Can we replace `unicode_norm.rs` with the unicode_norm crate?

harfbuzz / harfruzz

Port of RustyBuzz to use Fontations

MIT License

36 stars 3 forks source link

Can we replace `unicode_norm.rs` with the unicode_norm crate? #14

Open LaurenzV opened 4 weeks ago

LaurenzV commented 4 weeks ago

I've attempted to do this in rustybuzz before, and the reason why I didn't end up pursuing this idea further is that, from what I gathered, the unicode_norm crate always decomposes a character as much as possible, while in harfbuzz (and currently in rustybuzz), we have a decomposition table that always decomposes it into exactly two components.

Not sure if that makes any difference in the end, but since rustybuzz should stay as similar to harfbuzz as possible, I didn't actually try it. Maybe we can try it for harfruzz, though?

behdad commented 4 weeks ago

Yeah HarfBuzz needs the 1:2 decomposition, which some libraries don't expose. It would be easier to add it to the unicode_norm crate in my opinion.

dfrg commented 1 day ago

My plan here is to just use icu4x which already has the low level composition functions (seemingly added in anticipation of supporting HarfBuzz :)

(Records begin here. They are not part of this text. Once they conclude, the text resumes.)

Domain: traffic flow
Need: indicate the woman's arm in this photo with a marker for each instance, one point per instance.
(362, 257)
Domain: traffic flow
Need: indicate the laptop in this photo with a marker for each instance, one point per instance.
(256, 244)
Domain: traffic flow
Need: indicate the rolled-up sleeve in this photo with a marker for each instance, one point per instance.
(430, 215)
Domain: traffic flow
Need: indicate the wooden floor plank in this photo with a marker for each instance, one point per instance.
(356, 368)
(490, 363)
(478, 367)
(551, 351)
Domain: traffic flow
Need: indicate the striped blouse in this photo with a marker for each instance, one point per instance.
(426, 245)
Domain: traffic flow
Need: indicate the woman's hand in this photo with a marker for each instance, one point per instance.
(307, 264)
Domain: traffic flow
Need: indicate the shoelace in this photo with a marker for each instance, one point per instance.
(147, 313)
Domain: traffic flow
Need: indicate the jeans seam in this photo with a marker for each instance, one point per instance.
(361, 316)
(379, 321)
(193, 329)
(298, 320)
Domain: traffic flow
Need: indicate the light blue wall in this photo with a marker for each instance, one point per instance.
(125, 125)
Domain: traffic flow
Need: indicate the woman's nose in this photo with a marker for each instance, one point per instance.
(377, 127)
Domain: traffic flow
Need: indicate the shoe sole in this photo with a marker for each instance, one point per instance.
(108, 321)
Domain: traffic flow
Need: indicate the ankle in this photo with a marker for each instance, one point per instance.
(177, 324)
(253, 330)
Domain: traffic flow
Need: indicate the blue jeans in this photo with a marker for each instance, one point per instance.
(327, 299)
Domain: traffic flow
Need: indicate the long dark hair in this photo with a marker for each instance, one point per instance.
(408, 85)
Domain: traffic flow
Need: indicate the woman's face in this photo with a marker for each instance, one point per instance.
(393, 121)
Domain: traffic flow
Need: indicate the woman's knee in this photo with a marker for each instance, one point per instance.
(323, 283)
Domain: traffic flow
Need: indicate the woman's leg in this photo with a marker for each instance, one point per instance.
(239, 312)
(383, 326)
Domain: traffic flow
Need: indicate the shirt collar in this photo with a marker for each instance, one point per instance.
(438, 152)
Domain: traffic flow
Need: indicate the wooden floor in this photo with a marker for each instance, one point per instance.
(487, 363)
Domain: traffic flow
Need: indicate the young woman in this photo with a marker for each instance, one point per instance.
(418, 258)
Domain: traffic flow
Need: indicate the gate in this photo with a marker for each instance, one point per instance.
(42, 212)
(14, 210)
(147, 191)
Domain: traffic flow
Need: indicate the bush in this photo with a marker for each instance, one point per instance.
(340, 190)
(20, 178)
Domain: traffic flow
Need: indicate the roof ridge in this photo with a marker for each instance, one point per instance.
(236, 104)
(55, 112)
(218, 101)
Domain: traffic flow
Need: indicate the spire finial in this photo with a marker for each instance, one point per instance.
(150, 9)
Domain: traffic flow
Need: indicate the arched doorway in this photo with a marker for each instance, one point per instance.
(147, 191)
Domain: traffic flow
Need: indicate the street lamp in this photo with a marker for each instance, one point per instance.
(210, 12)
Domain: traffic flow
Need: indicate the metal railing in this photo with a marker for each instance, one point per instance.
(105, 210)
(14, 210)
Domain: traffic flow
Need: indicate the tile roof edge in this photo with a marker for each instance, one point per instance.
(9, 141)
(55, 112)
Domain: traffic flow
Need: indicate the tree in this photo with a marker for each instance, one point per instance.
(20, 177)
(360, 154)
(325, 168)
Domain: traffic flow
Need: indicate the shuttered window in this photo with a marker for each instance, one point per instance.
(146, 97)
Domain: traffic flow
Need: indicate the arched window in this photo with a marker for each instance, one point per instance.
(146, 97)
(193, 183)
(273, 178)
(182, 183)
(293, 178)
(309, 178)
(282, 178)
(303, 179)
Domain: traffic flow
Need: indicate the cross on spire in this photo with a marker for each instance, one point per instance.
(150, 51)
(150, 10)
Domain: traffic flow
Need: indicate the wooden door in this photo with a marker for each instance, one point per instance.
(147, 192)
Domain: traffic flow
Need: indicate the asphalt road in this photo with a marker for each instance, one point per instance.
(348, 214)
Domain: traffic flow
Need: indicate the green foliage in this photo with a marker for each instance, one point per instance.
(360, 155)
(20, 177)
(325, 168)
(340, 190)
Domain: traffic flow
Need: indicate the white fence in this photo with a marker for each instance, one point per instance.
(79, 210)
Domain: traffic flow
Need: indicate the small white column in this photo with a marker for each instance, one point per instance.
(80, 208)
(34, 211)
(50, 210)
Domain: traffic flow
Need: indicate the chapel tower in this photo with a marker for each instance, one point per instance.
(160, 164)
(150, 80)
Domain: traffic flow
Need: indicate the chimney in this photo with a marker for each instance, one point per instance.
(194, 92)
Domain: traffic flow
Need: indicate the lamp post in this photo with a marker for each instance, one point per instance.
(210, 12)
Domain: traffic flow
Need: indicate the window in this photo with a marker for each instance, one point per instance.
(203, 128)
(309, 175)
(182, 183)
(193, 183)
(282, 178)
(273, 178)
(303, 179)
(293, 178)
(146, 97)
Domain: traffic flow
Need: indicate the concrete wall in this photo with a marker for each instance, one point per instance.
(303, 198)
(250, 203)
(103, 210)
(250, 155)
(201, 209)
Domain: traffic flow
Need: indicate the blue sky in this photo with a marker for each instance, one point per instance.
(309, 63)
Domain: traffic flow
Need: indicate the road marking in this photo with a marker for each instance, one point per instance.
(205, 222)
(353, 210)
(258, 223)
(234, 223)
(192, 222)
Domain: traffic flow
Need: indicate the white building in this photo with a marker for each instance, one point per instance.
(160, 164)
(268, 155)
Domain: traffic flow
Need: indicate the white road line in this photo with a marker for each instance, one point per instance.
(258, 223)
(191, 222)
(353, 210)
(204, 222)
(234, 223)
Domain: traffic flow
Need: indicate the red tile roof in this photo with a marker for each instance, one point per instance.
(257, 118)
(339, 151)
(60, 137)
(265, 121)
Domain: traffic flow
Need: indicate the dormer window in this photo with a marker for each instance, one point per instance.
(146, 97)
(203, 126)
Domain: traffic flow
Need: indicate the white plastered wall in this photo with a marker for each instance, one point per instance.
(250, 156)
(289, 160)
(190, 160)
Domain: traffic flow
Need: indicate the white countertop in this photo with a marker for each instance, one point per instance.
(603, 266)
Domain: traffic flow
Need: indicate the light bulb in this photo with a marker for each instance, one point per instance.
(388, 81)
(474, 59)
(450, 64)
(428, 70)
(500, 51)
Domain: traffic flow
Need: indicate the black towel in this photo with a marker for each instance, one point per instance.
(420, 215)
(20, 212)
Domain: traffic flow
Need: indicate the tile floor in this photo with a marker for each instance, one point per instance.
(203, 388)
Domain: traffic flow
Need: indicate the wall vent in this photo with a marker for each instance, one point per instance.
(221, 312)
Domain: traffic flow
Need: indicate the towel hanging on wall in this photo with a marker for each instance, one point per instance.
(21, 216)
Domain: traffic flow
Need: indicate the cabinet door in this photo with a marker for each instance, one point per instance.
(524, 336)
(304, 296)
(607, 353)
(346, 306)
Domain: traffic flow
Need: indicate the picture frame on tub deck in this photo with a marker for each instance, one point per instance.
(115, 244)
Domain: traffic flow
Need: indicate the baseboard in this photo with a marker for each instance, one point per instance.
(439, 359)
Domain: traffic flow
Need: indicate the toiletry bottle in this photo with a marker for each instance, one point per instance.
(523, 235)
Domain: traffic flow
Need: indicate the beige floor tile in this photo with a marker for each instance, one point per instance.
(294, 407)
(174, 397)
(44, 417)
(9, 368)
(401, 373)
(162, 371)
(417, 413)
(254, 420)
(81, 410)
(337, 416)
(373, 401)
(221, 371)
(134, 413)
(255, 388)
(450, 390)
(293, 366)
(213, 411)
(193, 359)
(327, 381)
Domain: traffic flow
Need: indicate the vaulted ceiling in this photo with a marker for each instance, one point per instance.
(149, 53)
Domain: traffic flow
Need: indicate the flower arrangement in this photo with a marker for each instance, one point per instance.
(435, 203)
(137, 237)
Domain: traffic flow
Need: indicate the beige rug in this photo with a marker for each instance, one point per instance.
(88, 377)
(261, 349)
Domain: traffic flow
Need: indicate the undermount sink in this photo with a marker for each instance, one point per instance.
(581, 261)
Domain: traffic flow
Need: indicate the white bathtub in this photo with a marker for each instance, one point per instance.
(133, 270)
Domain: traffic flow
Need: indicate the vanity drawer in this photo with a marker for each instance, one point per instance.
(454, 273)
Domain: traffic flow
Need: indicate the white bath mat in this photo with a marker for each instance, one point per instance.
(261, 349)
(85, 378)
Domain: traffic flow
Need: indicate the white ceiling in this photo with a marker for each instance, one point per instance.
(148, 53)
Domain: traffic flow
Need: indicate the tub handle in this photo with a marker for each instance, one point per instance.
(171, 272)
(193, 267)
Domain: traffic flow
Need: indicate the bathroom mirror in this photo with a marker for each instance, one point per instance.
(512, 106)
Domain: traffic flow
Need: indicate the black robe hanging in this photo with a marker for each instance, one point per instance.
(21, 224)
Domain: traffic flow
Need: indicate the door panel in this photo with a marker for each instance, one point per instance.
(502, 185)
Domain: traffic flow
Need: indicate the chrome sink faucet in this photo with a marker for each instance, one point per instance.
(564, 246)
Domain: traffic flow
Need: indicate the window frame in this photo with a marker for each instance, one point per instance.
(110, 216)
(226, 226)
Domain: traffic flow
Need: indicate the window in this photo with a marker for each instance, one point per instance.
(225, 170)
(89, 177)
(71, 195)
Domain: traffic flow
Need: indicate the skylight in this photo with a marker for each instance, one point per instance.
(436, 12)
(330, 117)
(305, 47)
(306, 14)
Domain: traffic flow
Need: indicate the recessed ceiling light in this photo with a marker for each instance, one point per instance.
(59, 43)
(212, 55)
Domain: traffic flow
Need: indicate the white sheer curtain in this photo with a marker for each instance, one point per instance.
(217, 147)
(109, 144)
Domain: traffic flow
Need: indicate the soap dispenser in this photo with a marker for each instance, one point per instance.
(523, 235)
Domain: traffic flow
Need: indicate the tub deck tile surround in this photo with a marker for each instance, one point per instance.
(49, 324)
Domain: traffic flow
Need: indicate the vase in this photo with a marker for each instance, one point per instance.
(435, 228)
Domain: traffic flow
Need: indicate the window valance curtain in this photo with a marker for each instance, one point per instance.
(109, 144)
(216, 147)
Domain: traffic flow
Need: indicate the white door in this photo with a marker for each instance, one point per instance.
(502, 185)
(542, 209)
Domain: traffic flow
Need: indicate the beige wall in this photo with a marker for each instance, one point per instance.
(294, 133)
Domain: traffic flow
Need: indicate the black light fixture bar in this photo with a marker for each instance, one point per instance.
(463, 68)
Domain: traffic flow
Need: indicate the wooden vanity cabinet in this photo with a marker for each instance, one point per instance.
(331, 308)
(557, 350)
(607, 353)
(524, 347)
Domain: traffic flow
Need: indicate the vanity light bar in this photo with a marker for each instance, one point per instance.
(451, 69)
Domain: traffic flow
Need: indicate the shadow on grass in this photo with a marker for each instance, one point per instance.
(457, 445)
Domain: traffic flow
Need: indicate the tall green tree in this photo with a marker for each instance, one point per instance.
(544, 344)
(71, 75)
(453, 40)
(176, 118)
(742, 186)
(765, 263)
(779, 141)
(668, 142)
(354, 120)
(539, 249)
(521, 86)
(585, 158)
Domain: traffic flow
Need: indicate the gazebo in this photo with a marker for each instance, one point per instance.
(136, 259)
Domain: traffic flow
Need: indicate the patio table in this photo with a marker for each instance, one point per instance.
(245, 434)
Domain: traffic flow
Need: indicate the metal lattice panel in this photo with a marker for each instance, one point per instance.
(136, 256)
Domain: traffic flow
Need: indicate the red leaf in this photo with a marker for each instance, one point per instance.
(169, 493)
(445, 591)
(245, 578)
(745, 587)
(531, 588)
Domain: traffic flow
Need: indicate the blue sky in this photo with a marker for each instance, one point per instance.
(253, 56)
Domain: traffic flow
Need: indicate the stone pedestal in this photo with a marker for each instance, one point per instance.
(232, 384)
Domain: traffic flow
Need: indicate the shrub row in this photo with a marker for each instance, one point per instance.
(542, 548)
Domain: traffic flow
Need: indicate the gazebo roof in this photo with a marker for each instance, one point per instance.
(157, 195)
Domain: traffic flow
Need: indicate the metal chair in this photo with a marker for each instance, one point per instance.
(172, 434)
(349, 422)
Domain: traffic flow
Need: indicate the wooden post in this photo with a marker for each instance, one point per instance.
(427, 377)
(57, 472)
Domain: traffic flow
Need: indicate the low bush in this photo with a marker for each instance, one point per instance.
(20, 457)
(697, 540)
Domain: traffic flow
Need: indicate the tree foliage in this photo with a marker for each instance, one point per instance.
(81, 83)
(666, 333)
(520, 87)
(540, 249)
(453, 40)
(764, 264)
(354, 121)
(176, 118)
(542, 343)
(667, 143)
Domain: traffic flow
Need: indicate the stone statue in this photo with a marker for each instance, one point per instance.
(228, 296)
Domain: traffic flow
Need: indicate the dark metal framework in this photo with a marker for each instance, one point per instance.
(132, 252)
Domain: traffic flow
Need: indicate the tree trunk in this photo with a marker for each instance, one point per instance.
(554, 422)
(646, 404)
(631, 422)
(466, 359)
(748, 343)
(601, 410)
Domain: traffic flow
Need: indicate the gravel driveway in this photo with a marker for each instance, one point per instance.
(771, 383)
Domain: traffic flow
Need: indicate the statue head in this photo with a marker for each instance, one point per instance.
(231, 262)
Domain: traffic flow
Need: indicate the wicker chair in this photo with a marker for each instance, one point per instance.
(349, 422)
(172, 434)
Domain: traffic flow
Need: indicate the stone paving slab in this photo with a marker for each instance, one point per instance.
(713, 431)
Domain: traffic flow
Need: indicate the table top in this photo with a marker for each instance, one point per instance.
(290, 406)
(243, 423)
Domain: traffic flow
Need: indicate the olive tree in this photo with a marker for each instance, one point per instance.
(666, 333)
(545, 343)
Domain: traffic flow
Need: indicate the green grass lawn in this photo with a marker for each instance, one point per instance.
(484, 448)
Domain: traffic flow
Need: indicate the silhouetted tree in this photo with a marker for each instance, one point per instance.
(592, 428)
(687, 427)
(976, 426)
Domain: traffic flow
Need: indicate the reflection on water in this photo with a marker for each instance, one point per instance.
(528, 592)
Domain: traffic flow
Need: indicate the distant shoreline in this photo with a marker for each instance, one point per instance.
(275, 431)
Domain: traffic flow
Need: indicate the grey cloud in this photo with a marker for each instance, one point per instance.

behdad commented 1 day ago

I think having an alternative to ICU would be nice, since that's a YUGE crate IIUC.

dfrg commented 1 day ago

No disagreement from me. One thing I’ve considered is adding a build script that pulls in the icu4x crates and extracts the necessary properties into a compact data structure. This would be a nice option for a standalone shaper for users who are not already consuming the icu4x crates.

behdad commented 1 day ago

No disagreement from me. One thing I’ve considered is adding a build script that pulls in the icu4x crates and extracts the necessary properties into a compact data structure. This would be a nice option for a standalone shaper for users who are not already consuming the icu4x crates.

Or do what everyone else does and roll your own Python code to read the UCD data and spew out code. Given HB uses this:

https://github.com/harfbuzz/harfbuzz/blob/main/src/gen-ucd-table.py

and that mostly uses packTab to pack tables, and I've started adding Rust output to it:

https://github.com/harfbuzz/packtab/issues/5

looks like you might get a replacement for free.

LaurenzV commented 23 hours ago

We already have that, no? 😄 https://github.com/harfbuzz/harfruzz/blob/main/scripts/gen-unicode-norm-table.py

Althought this one is not using packTab yet.

dfrg commented 23 hours ago

My primary concern is that I’d like to avoid pulling in a bunch of arbitrary unicode- crates.

I’m 100% on board with bundling our own UCD data and I don’t have strong feelings on whether this is generated with rust or python.

However, since Chrome (and the various Linebender projects) are planning on using icu4x for other things, it would be nice feature gate our bundled blobs and allow external implementations to avoid duplication. I suppose we just need HB style unicode funcs :)